After treatment in casualty and a tetanus injection, I returned to the office bandaged and with my sleeves in tatters, and called Ray to say what had happened.
‘Great!’ he said. ‘File me an add, and make sure they take a picture of your wounds.’
After a year or so in Burnley, I was dispatched to one of the paper’s district offices, eight miles away in Rawtenstall, after a senior reporter there went on long-term sick leave.
At the time the main story in the national news was the dreadful murder of Lesley Whittle, a 17-year-old heiress who was snatched from her bedroom in Highley, Shropshire. A note was left in the house demanding a £50,000 ransom. It later emerged that the poor girl was imprisoned in a drainage shaft at Bathpool Park in Kidsgrove, Staffordshire. She was kept on a ledge with a wire around her neck and her body was found at the bottom of the shaft having fallen or been pushed from the ledge. The so-called Black Panther, Donald Neilson, would eventually be jailed for her murder and three others.
With the Whittle investigation in full flow, Ray received a tip that a staff member at the Rossendale Valley dry ski slope had been interviewed because he was working at Kidsgrove Ski Centre at the time of Lesley’s kidnap. ‘Pop round to the cop shop and get the story.’

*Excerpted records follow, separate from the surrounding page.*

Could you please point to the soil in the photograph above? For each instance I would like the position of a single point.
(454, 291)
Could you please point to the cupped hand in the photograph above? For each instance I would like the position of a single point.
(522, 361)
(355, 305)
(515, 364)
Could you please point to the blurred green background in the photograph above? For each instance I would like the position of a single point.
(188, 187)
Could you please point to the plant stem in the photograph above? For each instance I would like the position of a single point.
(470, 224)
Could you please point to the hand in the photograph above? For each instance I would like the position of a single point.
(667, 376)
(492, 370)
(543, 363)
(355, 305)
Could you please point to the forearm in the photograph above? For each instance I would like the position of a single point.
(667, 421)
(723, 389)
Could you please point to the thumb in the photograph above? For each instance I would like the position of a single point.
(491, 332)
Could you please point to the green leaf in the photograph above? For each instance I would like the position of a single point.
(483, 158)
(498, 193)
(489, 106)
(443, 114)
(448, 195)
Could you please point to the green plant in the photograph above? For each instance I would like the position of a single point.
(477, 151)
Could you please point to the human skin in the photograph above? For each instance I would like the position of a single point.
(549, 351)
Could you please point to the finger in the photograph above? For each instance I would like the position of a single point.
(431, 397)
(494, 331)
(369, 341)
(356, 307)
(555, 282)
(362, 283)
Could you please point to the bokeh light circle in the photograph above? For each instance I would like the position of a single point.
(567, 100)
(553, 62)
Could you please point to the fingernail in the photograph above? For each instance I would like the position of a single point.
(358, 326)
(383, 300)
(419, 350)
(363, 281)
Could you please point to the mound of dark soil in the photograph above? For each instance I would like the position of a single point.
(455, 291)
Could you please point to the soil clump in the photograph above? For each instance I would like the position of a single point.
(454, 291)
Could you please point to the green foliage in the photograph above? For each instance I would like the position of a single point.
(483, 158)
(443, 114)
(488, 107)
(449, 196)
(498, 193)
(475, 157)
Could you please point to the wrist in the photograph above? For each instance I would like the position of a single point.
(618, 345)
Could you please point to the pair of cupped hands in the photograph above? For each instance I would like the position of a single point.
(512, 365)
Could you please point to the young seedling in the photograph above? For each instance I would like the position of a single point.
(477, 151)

Off I popped to Rawtenstall police station and eventually reached the office of an avuncular detective inspector. He confirmed what Ray had been told but stressed that the ski bloke was treated as a witness, not a suspect. ‘He was extremely co-operative and told us all he knows about Kidsgrove at the time. There is no question whatsoever that he is involved in the case and to suggest otherwise would be completely wrong. There is NO STORY HERE.’

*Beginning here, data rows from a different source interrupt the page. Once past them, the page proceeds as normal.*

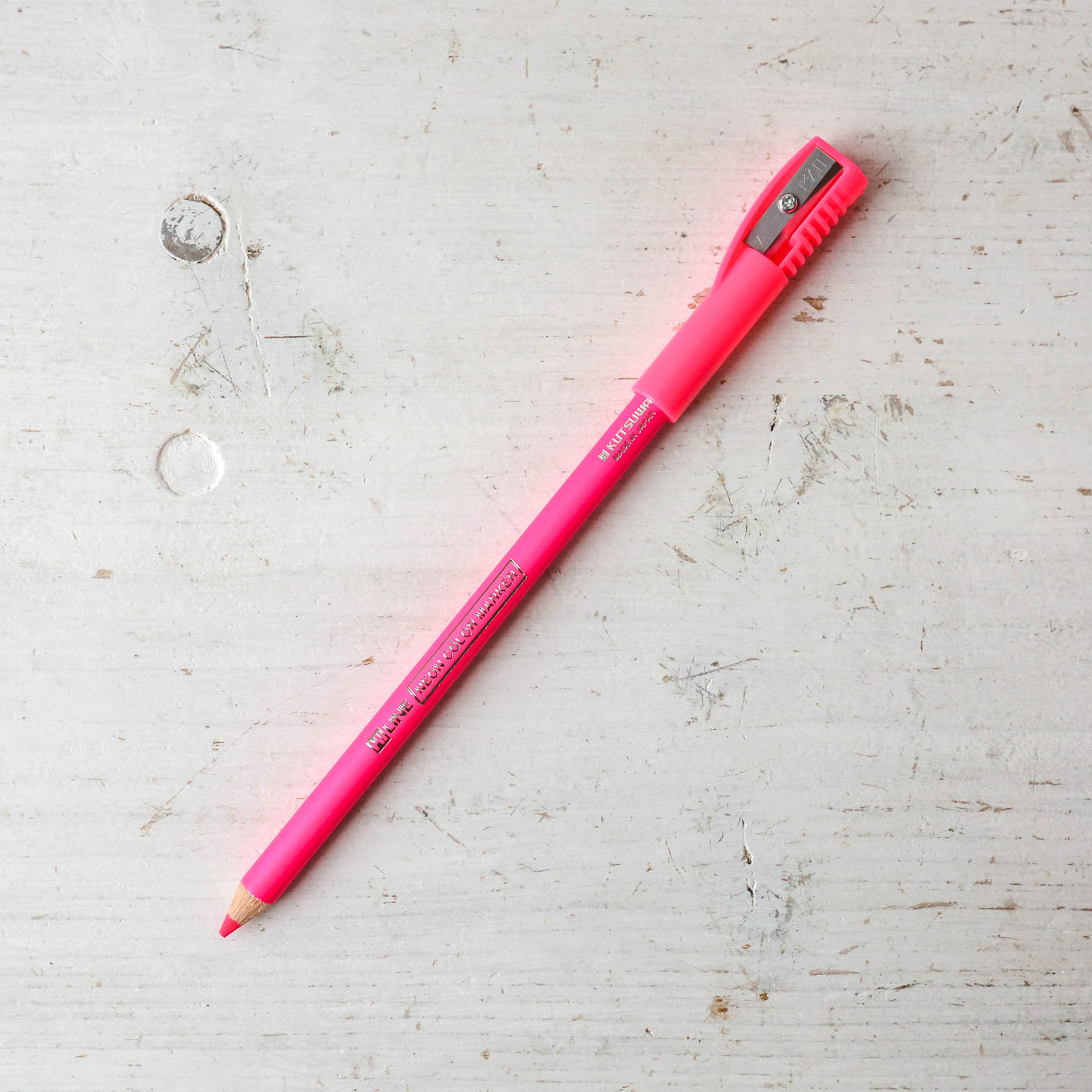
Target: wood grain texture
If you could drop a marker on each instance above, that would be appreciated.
(782, 782)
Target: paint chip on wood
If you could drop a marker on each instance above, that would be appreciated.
(190, 464)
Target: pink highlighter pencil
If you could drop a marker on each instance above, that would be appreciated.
(789, 221)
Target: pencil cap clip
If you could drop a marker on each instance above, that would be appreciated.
(797, 210)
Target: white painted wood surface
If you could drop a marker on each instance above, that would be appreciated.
(782, 782)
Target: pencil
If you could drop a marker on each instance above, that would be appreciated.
(791, 218)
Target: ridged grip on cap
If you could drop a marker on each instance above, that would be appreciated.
(747, 282)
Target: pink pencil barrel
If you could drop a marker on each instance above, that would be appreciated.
(420, 691)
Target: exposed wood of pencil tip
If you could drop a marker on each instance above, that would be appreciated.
(245, 906)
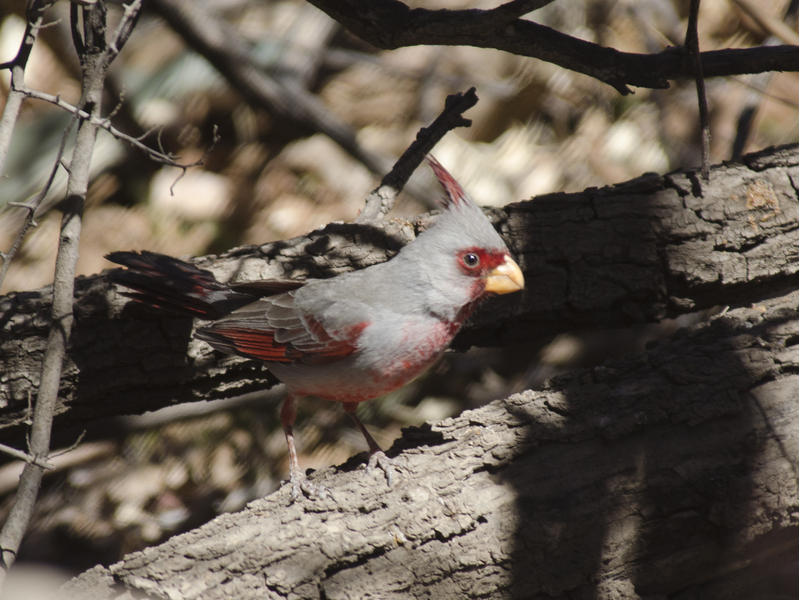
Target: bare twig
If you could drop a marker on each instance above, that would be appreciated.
(19, 454)
(223, 47)
(692, 48)
(159, 156)
(780, 32)
(89, 31)
(391, 24)
(35, 14)
(380, 201)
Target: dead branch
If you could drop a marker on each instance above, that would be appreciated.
(89, 31)
(390, 24)
(670, 473)
(653, 247)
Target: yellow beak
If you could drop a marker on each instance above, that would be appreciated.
(505, 278)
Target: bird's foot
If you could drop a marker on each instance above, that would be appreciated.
(388, 465)
(300, 484)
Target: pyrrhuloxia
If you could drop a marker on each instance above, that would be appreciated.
(352, 337)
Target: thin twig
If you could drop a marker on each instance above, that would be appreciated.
(692, 48)
(19, 454)
(380, 201)
(94, 58)
(105, 124)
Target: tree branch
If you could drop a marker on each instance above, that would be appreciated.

I relayed this information to Ray and he said: ‘I’ll decide what’s a bleedin’ story and what isn’t. File me some copy in the next half hour.’
That evening, alas, the paper came out with the banner headline: LESLEY MURDER: POLICE QUIZ VALLEY SKI SLOPE MAN. The story was accurate in every way but the treatment misleading, with heavy detail of the horrific killing.

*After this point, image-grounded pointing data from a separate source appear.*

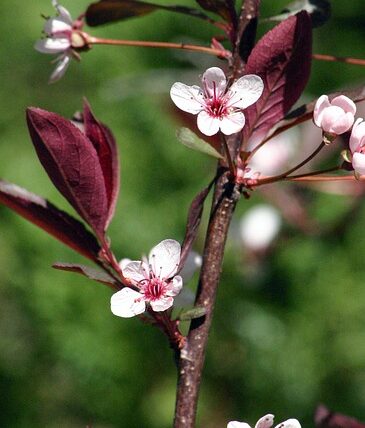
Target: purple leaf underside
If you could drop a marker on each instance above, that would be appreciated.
(49, 218)
(106, 148)
(72, 164)
(282, 58)
(89, 272)
(108, 11)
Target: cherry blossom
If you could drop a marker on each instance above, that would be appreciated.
(357, 146)
(218, 106)
(62, 36)
(154, 279)
(266, 422)
(334, 117)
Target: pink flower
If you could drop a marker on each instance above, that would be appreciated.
(266, 422)
(62, 36)
(357, 146)
(218, 107)
(155, 280)
(335, 117)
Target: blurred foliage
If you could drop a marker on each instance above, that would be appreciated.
(284, 339)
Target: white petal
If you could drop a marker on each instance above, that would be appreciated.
(245, 91)
(162, 304)
(187, 98)
(192, 263)
(127, 303)
(235, 424)
(265, 422)
(232, 123)
(52, 45)
(57, 25)
(207, 124)
(165, 258)
(290, 423)
(214, 81)
(175, 286)
(137, 271)
(61, 68)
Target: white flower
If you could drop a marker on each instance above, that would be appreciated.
(266, 422)
(155, 280)
(218, 107)
(59, 39)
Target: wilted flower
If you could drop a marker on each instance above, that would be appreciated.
(266, 422)
(357, 146)
(334, 117)
(218, 107)
(155, 280)
(62, 37)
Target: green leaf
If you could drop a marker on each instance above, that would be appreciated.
(189, 139)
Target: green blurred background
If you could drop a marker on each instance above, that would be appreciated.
(288, 333)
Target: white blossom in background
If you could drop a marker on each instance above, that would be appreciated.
(218, 106)
(154, 279)
(266, 422)
(259, 226)
(60, 39)
(357, 146)
(334, 117)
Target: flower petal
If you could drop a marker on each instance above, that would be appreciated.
(214, 82)
(232, 123)
(245, 91)
(164, 258)
(175, 286)
(187, 98)
(52, 45)
(162, 304)
(60, 69)
(136, 271)
(265, 422)
(208, 125)
(358, 163)
(127, 303)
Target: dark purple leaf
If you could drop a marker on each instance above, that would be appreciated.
(106, 11)
(89, 272)
(324, 418)
(49, 218)
(106, 148)
(193, 222)
(72, 164)
(282, 58)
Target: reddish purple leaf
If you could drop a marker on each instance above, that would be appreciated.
(106, 11)
(194, 218)
(49, 218)
(282, 58)
(324, 418)
(89, 272)
(106, 148)
(72, 164)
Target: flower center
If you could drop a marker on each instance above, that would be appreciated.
(154, 289)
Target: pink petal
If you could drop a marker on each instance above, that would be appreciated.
(345, 103)
(175, 286)
(136, 271)
(214, 81)
(164, 258)
(207, 124)
(127, 303)
(265, 422)
(358, 163)
(187, 98)
(232, 123)
(162, 304)
(245, 91)
(321, 104)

Next morning I was summoned to the police station where the previously friendly detective had a face like thunder. He put me in a cell and I thought I was in for a beating, but he contented himself with shoving me against the wall a couple of times. ‘I told you there was no f***ing story! So what’s this?’ he roared brandishing a copy of the paper.
‘I’m sorry but you’ll have to take it up with my news editor,’ I replied. ‘His name is Ray Horsfield and he’s in Blackburn.’ ‘Well get the bastard over here!’
I returned to the office and called Ray. Sure enough, he appeared a couple of hours later and I took him to the police station.
He was magnificent. All of 5ft 4in, he jabbed the 6ft detective in the chest and said: ‘Who the hell do you think you are, chucking my reporter in the cell? This is a Gentleman of Her Majesty’s Press. And you – you’re only one step up from a bloody commissionaire! Let this be a warning.’ With that, he turned on his heel and stamped out. His finest hour.
Old jokes’ home
Sir Alex Ferguson is on a safari holiday in Africa when he strolls into a jungle clearing and sees a young native juggling a coconut with his feet. He performs all manner of tricks before volleying it unerringly between two trees eight yards apart. ‘Jings’, thinks Sir Alex, ‘I’ve got to have this lad for Man United.’ At pre-season training, Fergie introduces the African to the rest of the squad, then picks up a ball. ‘This, football,’ he says. ‘These, goalposts. Kicky bally in the goaly. Hurray. Lots of money.’ ‘Excuse me, Sir Alex,’ says the African. ‘I’m fully aware of the rules of football.’ ‘I wasn’t talking to you,’ replies Fergie. ‘I was talking to them.’
A PS from PG
You know how it is with some girls. They seem to take the stuffing right out of you. I mean to say, there is something about their personality that paralyses the vocal cords and reduces the contents of the brain to cauliflower.